Вопросы его ко мне всегда были неожиданны. «Ты что же, как родился в Ленинграде, так и стал в нём жить?» — помню, спросил он меня. И удивился утвердительному ответу. «Там ведь шумно, народу больно много». — «Да, нет, привык уж», — говорил я, сам в этот момент удивляясь, как можно жить в большом, шумном, людном городе. Ваня недавно женился, жена его, бабёнка постарше его, некрасивая и насупленная, несколько раз попадалась мне в Курагине. Появился у него и ребёнок очень скоро после свадьбы, которая, по словам Вани, проходила в долгом и тяжёлом пьянстве, так что жену он нашёл с трудом где-то в чулане только на вторые сутки.

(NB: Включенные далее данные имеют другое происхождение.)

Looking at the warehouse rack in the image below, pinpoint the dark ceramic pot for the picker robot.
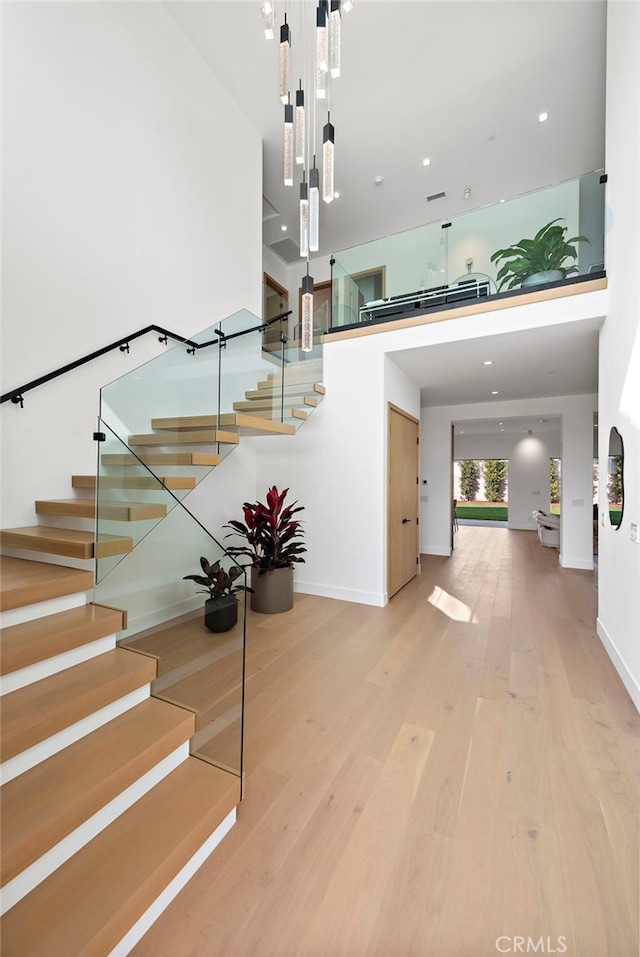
[204,595,238,632]
[251,568,293,615]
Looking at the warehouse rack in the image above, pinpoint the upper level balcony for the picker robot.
[328,172,606,333]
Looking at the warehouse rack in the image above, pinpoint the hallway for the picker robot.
[132,527,640,957]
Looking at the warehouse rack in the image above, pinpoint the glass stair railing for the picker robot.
[94,311,324,774]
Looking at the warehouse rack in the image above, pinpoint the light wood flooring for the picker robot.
[132,527,640,957]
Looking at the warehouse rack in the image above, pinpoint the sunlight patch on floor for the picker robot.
[428,585,479,625]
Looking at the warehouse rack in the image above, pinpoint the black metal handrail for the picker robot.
[0,310,291,408]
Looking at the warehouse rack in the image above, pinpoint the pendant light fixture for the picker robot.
[329,0,342,80]
[322,113,335,203]
[280,13,291,104]
[295,80,305,165]
[309,165,320,253]
[300,172,309,257]
[284,103,293,186]
[300,263,313,352]
[261,0,353,258]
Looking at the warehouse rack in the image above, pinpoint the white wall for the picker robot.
[252,292,605,604]
[453,432,562,508]
[2,3,262,526]
[336,172,589,306]
[420,392,597,568]
[598,0,640,709]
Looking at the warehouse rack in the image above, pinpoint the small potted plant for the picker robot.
[183,558,251,632]
[224,485,306,615]
[491,217,589,291]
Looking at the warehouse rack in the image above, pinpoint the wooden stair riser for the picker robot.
[100,452,220,468]
[0,648,156,761]
[1,698,195,888]
[151,412,292,441]
[245,382,326,399]
[71,475,197,492]
[128,429,239,447]
[2,758,240,957]
[0,555,93,611]
[0,525,133,559]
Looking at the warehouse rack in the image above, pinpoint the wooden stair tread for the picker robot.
[0,525,133,559]
[0,555,94,611]
[0,648,156,761]
[0,698,195,887]
[0,600,124,675]
[244,380,325,400]
[151,412,295,442]
[71,475,197,492]
[128,424,239,445]
[2,758,240,957]
[36,498,167,522]
[100,452,220,467]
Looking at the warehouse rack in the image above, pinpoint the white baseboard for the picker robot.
[560,553,593,572]
[293,581,387,608]
[109,808,236,957]
[596,618,640,712]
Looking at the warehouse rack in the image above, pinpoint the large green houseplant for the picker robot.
[224,485,306,614]
[183,558,252,632]
[491,217,589,291]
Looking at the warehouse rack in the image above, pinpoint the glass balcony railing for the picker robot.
[94,311,322,775]
[331,173,604,330]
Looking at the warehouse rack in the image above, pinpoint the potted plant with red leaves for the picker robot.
[224,485,306,615]
[183,558,251,632]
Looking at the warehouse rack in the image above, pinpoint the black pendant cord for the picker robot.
[0,311,291,408]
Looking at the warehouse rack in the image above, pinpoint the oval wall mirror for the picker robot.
[607,426,624,528]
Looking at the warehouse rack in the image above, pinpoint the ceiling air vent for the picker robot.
[269,232,300,263]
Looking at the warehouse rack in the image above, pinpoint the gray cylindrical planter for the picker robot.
[251,568,293,615]
[520,269,564,287]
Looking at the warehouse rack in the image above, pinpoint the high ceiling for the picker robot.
[167,0,606,257]
[166,0,606,429]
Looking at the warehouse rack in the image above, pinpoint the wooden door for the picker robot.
[387,403,420,598]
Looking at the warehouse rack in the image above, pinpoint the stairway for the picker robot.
[0,557,240,957]
[0,363,324,957]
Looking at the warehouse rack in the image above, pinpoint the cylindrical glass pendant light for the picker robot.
[284,103,293,186]
[280,13,291,103]
[322,113,335,203]
[295,80,305,163]
[301,263,313,352]
[316,4,329,73]
[329,0,342,79]
[309,166,320,253]
[300,174,309,256]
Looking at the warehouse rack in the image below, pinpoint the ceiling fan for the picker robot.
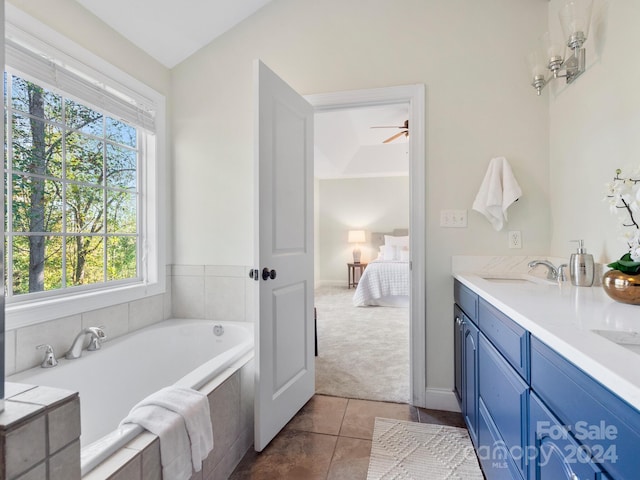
[371,120,409,143]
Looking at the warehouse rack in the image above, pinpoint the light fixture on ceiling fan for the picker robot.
[371,120,409,143]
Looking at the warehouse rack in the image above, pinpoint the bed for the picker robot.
[353,229,410,307]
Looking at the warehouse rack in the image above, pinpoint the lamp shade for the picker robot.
[347,230,367,243]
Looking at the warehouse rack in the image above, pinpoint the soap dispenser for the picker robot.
[569,240,594,287]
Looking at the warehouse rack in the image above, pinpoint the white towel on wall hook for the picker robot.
[471,157,522,231]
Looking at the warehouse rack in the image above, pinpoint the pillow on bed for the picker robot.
[380,245,398,262]
[384,235,409,248]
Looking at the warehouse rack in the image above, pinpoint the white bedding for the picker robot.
[353,260,410,307]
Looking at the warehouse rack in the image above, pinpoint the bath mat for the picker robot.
[367,418,484,480]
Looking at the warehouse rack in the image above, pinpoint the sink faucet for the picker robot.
[64,327,107,359]
[529,260,558,280]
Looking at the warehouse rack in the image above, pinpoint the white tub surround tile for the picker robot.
[16,315,82,372]
[172,274,205,318]
[204,276,245,322]
[204,265,249,278]
[171,265,205,277]
[203,375,241,478]
[83,360,253,480]
[0,383,80,480]
[48,439,80,480]
[82,303,129,344]
[128,295,164,332]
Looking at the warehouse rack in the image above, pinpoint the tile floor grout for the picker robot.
[229,395,464,480]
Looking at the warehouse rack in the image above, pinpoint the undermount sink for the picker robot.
[592,330,640,354]
[479,273,556,285]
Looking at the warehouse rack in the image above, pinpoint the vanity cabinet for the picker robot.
[454,280,640,480]
[453,284,478,446]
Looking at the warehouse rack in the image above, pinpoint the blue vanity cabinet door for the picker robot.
[453,305,464,409]
[462,318,478,447]
[476,398,527,480]
[478,333,529,478]
[527,393,612,480]
[531,337,640,480]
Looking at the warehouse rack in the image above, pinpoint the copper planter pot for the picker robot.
[602,270,640,305]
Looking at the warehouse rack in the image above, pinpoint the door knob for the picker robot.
[262,267,276,280]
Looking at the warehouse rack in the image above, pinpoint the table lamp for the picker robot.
[347,230,367,263]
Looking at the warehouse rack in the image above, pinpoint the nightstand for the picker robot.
[347,263,367,288]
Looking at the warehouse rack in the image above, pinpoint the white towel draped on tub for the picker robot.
[472,157,522,230]
[120,386,213,480]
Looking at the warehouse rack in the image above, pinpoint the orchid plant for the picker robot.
[606,167,640,275]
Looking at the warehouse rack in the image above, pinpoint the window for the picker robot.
[4,15,166,329]
[5,69,140,298]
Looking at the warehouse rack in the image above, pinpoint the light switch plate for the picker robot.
[440,210,467,228]
[509,230,522,248]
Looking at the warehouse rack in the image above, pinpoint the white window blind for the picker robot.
[5,38,155,133]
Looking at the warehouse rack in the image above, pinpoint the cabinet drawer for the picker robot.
[531,337,640,479]
[453,280,478,323]
[478,299,529,381]
[478,334,529,477]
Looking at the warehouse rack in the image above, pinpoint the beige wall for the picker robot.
[172,0,550,396]
[315,177,409,286]
[545,0,640,263]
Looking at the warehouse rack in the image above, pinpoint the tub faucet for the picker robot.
[64,327,107,359]
[529,260,558,280]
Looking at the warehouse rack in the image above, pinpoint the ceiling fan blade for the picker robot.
[382,131,409,143]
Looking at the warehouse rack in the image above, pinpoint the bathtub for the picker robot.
[7,319,253,475]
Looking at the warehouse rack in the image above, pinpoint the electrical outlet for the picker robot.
[509,230,522,248]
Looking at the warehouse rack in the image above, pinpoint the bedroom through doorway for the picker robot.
[314,103,412,403]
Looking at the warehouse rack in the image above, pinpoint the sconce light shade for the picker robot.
[347,230,367,263]
[529,0,592,95]
[559,0,592,49]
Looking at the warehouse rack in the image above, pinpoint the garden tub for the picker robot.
[7,319,253,475]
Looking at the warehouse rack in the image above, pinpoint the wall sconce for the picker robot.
[347,230,367,263]
[528,0,592,95]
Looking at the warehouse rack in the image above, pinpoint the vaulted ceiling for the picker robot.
[76,0,271,68]
[71,0,409,178]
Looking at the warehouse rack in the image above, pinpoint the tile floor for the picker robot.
[229,395,464,480]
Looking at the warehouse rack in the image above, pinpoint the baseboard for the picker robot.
[315,280,347,288]
[425,388,460,412]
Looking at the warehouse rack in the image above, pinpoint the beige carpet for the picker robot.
[315,287,410,403]
[367,418,484,480]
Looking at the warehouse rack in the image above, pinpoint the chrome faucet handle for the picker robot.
[558,263,569,283]
[36,343,58,368]
[87,325,107,352]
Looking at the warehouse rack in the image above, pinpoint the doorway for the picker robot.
[305,85,426,406]
[314,103,410,403]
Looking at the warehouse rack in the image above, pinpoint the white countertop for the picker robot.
[454,270,640,410]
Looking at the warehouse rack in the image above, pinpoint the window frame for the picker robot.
[3,5,166,330]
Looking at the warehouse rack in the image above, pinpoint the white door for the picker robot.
[254,60,315,452]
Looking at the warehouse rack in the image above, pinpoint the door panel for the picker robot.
[254,61,315,451]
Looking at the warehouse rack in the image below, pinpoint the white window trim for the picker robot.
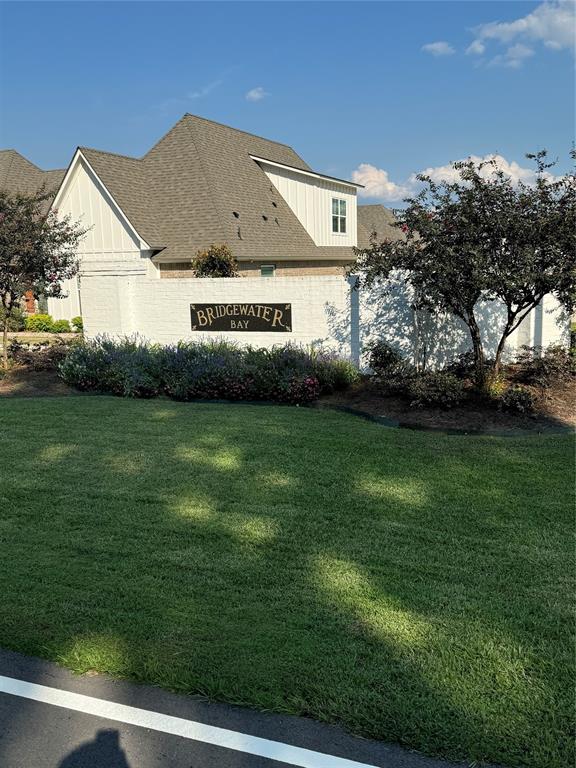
[330,197,348,237]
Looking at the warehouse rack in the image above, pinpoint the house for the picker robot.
[49,114,390,278]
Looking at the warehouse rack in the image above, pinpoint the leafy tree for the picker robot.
[350,151,576,387]
[192,244,238,277]
[0,187,86,368]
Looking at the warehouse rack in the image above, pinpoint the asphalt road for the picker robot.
[0,650,468,768]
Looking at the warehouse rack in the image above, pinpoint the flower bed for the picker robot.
[58,337,359,405]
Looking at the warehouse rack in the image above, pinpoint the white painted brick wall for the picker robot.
[82,274,567,366]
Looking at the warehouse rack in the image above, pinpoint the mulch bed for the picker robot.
[0,366,79,397]
[318,381,576,434]
[0,366,576,434]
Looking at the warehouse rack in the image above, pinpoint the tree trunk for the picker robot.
[2,293,12,371]
[494,323,511,376]
[2,316,8,371]
[468,315,486,389]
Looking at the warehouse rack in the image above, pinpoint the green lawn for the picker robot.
[0,397,574,768]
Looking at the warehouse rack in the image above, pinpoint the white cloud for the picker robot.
[352,163,410,202]
[186,80,223,99]
[488,43,534,69]
[422,40,456,56]
[466,40,486,56]
[246,85,270,101]
[409,155,553,187]
[352,154,555,202]
[466,0,576,69]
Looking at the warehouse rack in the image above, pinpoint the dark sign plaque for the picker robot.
[190,303,292,333]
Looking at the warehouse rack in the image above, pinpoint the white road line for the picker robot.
[0,675,376,768]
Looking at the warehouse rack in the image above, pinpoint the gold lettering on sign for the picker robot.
[190,302,292,333]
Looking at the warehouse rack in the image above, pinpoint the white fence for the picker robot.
[49,273,568,366]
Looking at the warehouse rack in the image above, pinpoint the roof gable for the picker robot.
[0,149,66,207]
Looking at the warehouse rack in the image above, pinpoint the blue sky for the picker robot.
[0,0,574,203]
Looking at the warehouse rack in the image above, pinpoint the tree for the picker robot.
[192,244,238,277]
[350,151,576,387]
[0,187,86,369]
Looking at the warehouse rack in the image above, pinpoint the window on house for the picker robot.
[332,197,346,234]
[260,264,276,277]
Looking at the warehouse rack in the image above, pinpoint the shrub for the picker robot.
[499,384,536,413]
[192,244,238,277]
[366,341,417,394]
[516,344,576,387]
[406,371,466,408]
[8,339,77,371]
[52,320,72,333]
[59,337,359,404]
[444,349,494,379]
[26,315,54,333]
[485,375,506,400]
[0,305,26,332]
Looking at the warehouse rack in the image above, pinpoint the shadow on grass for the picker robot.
[0,398,572,768]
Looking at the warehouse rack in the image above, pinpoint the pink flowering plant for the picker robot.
[59,337,359,405]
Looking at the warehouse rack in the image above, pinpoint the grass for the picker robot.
[0,397,574,768]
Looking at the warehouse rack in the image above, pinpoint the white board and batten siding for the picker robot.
[262,163,357,247]
[48,153,156,327]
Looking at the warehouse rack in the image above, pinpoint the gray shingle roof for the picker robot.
[0,114,398,261]
[358,205,403,248]
[0,149,66,207]
[80,115,353,261]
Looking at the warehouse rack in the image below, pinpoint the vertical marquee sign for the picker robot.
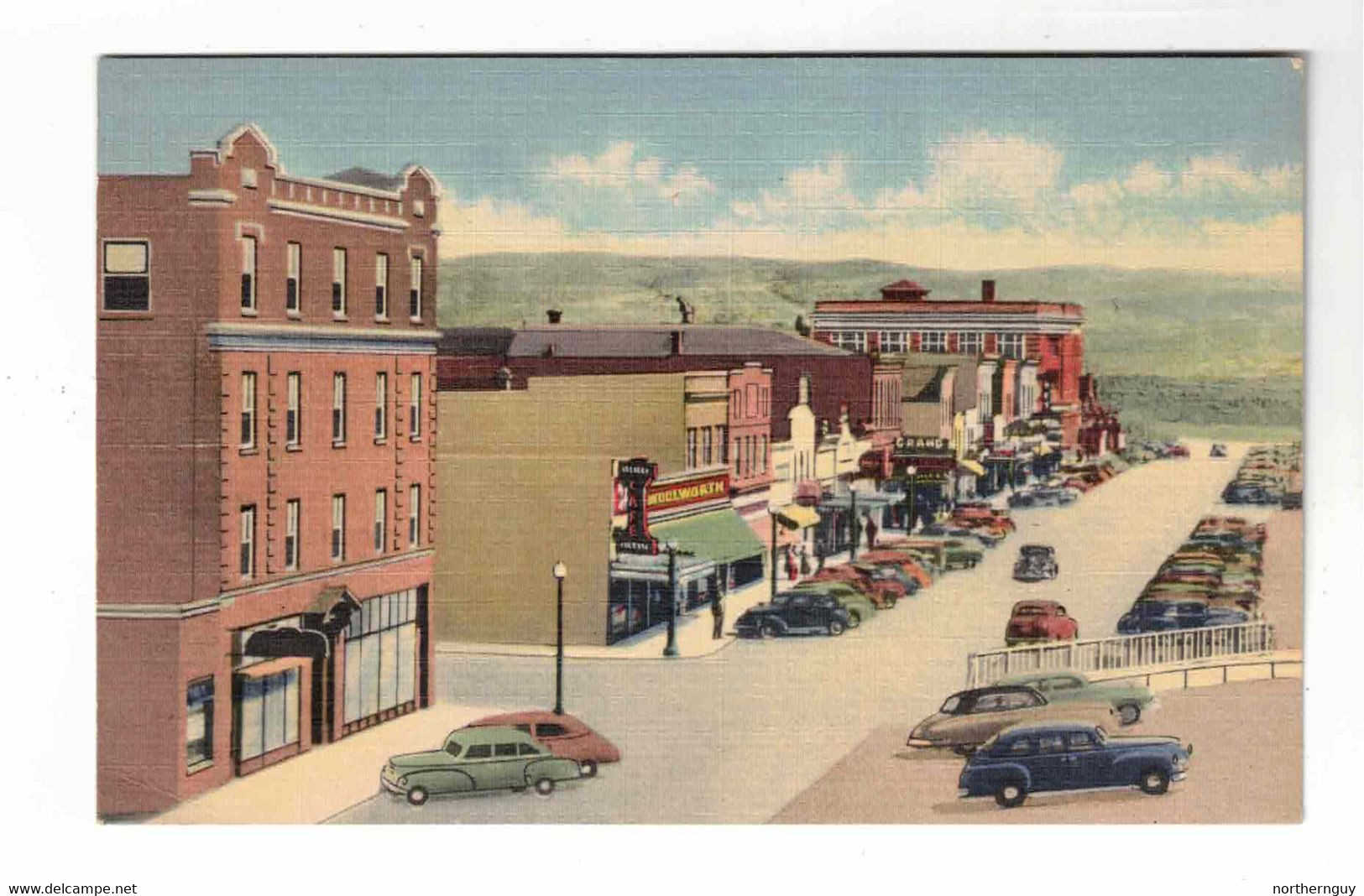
[615,457,659,554]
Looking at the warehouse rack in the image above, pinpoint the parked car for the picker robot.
[958,724,1194,809]
[904,685,1117,753]
[379,727,585,806]
[997,671,1155,726]
[465,709,620,778]
[1004,600,1080,647]
[734,591,849,638]
[1013,544,1061,582]
[1117,600,1250,634]
[777,580,875,628]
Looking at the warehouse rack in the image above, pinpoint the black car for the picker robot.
[1013,544,1061,582]
[734,593,849,638]
[1117,600,1251,634]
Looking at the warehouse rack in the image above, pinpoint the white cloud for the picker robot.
[546,140,715,203]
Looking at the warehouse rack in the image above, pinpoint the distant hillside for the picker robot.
[439,253,1303,381]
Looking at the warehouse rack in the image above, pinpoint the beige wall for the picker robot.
[432,373,686,643]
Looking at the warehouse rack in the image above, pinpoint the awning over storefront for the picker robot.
[777,504,820,529]
[650,510,766,563]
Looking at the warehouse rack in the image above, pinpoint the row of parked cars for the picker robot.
[906,671,1194,809]
[1222,442,1303,508]
[1117,515,1264,634]
[734,502,1015,638]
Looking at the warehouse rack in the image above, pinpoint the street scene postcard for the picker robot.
[90,55,1311,825]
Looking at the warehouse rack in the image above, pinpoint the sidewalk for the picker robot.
[149,704,508,824]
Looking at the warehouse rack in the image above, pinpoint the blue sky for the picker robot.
[98,59,1304,273]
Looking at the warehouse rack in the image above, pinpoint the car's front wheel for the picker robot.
[1141,768,1170,796]
[995,780,1027,809]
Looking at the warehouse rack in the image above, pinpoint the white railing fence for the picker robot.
[966,621,1274,687]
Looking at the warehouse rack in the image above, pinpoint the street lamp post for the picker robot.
[554,560,569,716]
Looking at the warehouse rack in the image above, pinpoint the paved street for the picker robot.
[334,443,1273,824]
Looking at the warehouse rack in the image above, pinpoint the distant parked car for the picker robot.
[1004,600,1080,647]
[904,685,1117,753]
[379,727,585,806]
[465,709,620,778]
[1117,600,1251,634]
[958,724,1194,809]
[1013,544,1061,582]
[996,671,1155,726]
[734,591,849,638]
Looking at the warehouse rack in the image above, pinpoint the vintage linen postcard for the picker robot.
[93,56,1311,825]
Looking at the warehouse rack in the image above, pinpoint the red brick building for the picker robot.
[812,279,1084,446]
[96,126,439,815]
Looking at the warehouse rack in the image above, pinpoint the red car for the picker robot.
[1004,600,1080,647]
[464,709,620,778]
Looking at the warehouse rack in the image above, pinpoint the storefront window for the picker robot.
[344,589,417,723]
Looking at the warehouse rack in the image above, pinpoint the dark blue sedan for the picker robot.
[958,721,1194,809]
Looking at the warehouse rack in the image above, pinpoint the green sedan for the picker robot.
[379,727,584,806]
[792,582,875,628]
[999,671,1157,726]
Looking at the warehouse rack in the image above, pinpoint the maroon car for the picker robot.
[465,709,620,778]
[1004,600,1080,647]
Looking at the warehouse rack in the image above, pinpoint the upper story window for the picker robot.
[332,373,345,445]
[408,255,424,320]
[332,248,345,318]
[242,236,257,314]
[284,371,303,447]
[104,240,151,311]
[242,372,255,451]
[374,253,389,320]
[284,242,303,314]
[408,373,421,439]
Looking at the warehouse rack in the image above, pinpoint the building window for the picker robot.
[184,676,213,772]
[242,372,255,451]
[284,371,303,447]
[341,589,417,723]
[332,373,345,445]
[242,236,255,314]
[332,495,345,562]
[374,253,389,319]
[374,488,389,554]
[238,504,255,578]
[238,669,299,759]
[408,373,421,440]
[374,371,389,442]
[332,248,345,318]
[284,242,303,314]
[284,497,301,570]
[408,486,421,547]
[834,330,866,352]
[104,240,151,311]
[408,255,424,320]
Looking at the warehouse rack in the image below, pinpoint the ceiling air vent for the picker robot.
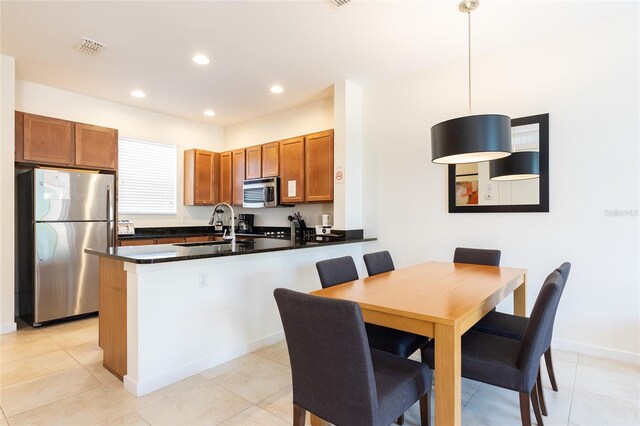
[76,37,107,56]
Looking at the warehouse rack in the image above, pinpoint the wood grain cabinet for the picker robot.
[15,111,118,170]
[280,136,305,204]
[15,111,75,166]
[262,142,280,177]
[304,130,333,202]
[245,145,262,179]
[231,149,245,206]
[75,123,118,170]
[184,149,220,206]
[220,151,233,204]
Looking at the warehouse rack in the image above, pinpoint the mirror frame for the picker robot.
[448,113,549,213]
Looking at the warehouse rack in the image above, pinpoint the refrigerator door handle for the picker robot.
[107,185,115,248]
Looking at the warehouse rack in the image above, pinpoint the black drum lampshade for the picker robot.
[431,114,511,164]
[489,151,540,180]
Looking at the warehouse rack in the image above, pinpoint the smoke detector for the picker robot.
[75,37,107,56]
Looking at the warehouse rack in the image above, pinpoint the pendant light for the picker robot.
[489,151,540,180]
[431,0,511,164]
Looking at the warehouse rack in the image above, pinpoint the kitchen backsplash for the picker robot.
[118,203,333,228]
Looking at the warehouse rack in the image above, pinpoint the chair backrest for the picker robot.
[453,247,500,266]
[544,262,571,350]
[316,256,359,288]
[517,271,563,390]
[273,288,378,425]
[362,250,396,276]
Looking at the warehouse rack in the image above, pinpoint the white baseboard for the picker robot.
[0,321,18,334]
[123,331,284,396]
[551,339,640,365]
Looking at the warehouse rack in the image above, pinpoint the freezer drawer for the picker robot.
[34,222,106,323]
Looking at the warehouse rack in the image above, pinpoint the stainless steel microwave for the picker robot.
[242,177,280,208]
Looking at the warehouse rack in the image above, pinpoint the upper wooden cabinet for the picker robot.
[231,149,245,206]
[245,145,262,179]
[220,151,233,204]
[280,137,305,204]
[184,149,220,206]
[16,111,75,166]
[304,130,333,202]
[75,123,118,170]
[15,111,118,170]
[262,142,280,177]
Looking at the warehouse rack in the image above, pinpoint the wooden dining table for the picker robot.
[312,262,527,426]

Но он-то об этом рассказывал с гордостью, сколько, мол, выпил и как был пьян, и как шатало его от забора к забору, а гости вповалку валялись по избе и на дворе. Любил рассказывать, как лазит, по его слову, на жену — не без этого, — говаривал он, ощеривая широкий рот, морща утиный веснущатый нос и хитро щуря глаза. — «Как же, слазишь раз — другой, не без этого». Эти подробности он сообщал вообще, безотносительно к предмету разговора. Дразнили его, что ребёнок не от него совсем, и даже в глаза говорила, помню, продавщица ему — навещает ли, мол, сынка отец? Ваня на эти задирки свой широкий рот ощеривал уже зло, глазами крысился и глухо бормотал: «Не вам забота» и что-то ещё буркливое под нос. Было в нём уже и стариковского много — байки деревенские повторял он с той же интонацией, что бабки курагинские, и головой кивал и покряхтывал убедительно, и даже в присказке о жене слышалась какая-то замшелость — вот и я, мол, держусь ещё — будто давно пора уже на покой.
Ближе к осени дали нам ещё одного грузчика в помощь — из провинившихся шоферов, — молодого парня по имени Саша. Был он красив, черноглаз, дерзкие брови соболиные сходились почти, и вся ухватка его пленяла силой и сноровкой. Сам он был не курагинский, из какой-то другой деревни. Жизнь деревенскую он любил, любил петь песни старинные и по-русски просторные, в которых, как в зыбке, будто качалась-раскачивалась Русь, любил рассказывать, как у них в деревне народ живёт — лучше, чем здесь, умнее. «Тут вот поросят кормят, как придётся, а после одно сало — куда его — мыло, да и только. А у нас по-другому — неделю кормят его до отвалу, а вторую неделю — впроголодь. И растёт слой мяса на слое сала, так вперемежку и выходит». Вначале мы работали втроём: Ваня, Саша и я. Саша добродушно относился к несообразностям и нелепостям Вани. Когда тот особенно уж простоволосился, да ещё притом стоял на своём, Саша говорил: «У хренового хозяина корова всегда в ненастную погоду телится», на что Ваня, как обычно, что-то тихо отбуркивал под нос. Начальству сельповскому Саша нравился. Тётя Шура, из экспедиторов ставшая уже заведующей, говаривала ему: «Ты, Саша, мараковитый, на тебя надежда, проследи, чтобы всё по уму было». Мы с Сашей старались работать на пару, с Ваней, честно говоря, оставаться не хотелось.